Proposed resolutions:
(a) The remuneration of the chairman of the board of directors is fixed at the set annual amount of €40,000. The remuneration of the other independent non-executive director of the board of directors is fixed at the set annual amount of €20,000.
These remunerations take into account the functions exercised by the independent non-executive directors within the functioning committees of the board of directors. Furthermore, the chairman of the board of directors has the right to separately charge professional costs made in the exercise of his function. The other directors will not be remunerated for their mandate as directors.
(b) By way of an exception to the foregoing, the general shareholders' meeting can decide at the time of the appointment that a specific mandate will not be remunerated.
Voting instructions:
| I AGREE | I DO NOT AGREE | ABSTENTION |
|---|---|---|
| --------- | ---------------- | ------------ |
Proposed resolution: Upon proposal of the audit committee, the general shareholders' meeting re-appoints VGD Bedrijfsrevisoren CVBA, a company organized and existing under the laws of Belgium with registered office at Greenland, Burgemeester Etienne Demunterlaan 5, 1090 Jette (Brussels), represented by Mr. Jurgen Lelie, auditor, as statutory auditor.

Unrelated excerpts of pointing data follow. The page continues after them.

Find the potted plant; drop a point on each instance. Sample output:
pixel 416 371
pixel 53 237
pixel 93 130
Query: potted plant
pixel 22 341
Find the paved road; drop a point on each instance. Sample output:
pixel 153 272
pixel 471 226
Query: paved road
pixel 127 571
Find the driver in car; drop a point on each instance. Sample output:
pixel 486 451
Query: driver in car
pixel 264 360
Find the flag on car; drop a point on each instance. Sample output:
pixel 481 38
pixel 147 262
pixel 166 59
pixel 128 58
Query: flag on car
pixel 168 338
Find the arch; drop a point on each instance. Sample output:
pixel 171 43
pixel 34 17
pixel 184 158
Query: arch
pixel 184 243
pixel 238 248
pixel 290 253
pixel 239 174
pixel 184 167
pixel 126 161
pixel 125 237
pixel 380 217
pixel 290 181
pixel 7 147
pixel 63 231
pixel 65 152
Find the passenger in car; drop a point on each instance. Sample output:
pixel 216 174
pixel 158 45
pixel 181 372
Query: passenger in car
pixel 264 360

The term of the mandate of the statutory auditor will end immediately following the general shareholders' meeting to be held in 2015, which will resolve upon the financial statements for the financial year to end on December 31, 2014.
The annual compensation for the statutory auditor for the audit of the non-consolidated and consolidated financial statements of the company will amount €25,000 (excluding VAT and indexation, as applicable), for each of the fiscal years ending on December 31, 2012, 2013 and 2014.
Voting instructions:
| I AGREE | I DO NOT AGREE | ABSTENTION |
|---|---|---|
II. In case new items are included on the agenda of the meetings, the special proxy holder shall:
be entitled to vote on such items;
abstain from voting on such items
Please fill the appropriate box. In the absence of an instruction, the special proxy holder shall be entitled to vote on such items. In accordance with applicable law, in case new draft resolutions are tabled by shareholders holding 3% or more of the shares, the proxy holder shall be entitled to deviate from the instructions given by the Undersigned if the execution of such instructions could
prejudice the interests of the Undersigned. In such event the proxy holder must notify the Undersigned.

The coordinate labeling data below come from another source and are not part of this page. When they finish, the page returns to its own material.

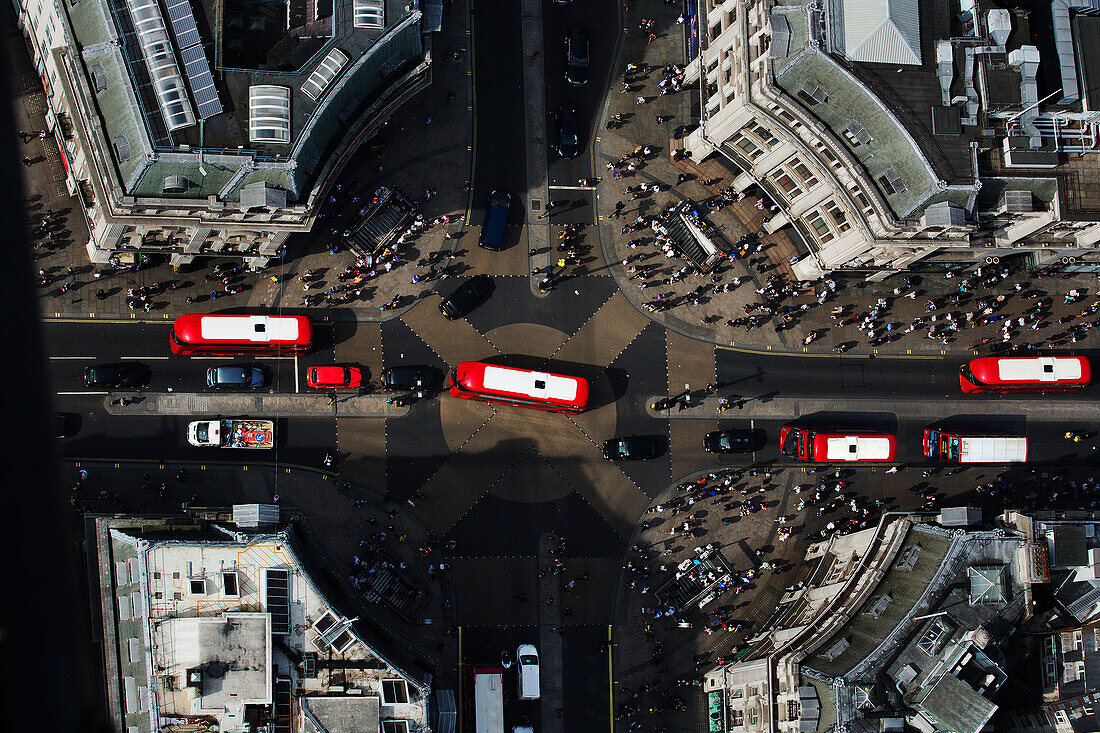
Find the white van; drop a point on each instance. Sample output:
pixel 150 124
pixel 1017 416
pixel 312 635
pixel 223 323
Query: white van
pixel 527 658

III. To represent the Undersigned at all subsequent meetings having the same agenda, if the aforementioned annual general shareholders' meeting would be postponed or suspended.
IV. In the name of and on behalf of the Undersigned, to sign all attendance lists and minutes, to participate in all deliberations, to vote with respect to all decisions or items that can be presented to said meeting.

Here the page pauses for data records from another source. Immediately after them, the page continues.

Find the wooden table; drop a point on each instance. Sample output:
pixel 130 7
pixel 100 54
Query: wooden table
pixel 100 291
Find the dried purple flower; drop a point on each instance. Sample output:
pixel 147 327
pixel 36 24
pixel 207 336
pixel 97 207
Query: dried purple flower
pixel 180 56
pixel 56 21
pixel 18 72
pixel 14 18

V. In general, to do all that appears necessary and/or useful for the exercise of this proxy.
The Undersigned hereby ratifies and approves all acts carried out by the aforementioned proxy holder. The proxy holder will vote on behalf of the Undersigned in accordance with the voting instructions given above. In the absence of voting instructions given to the proxy holder with regard to the respective agenda items, or in the event that for any reason whatsoever, there is uncertainty in respect of the voting instructions given, the proxy holder will always vote "in favor" of the proposed resolution, possibly as amended at the meeting, subject to the clarifications set out in this form and applicable law.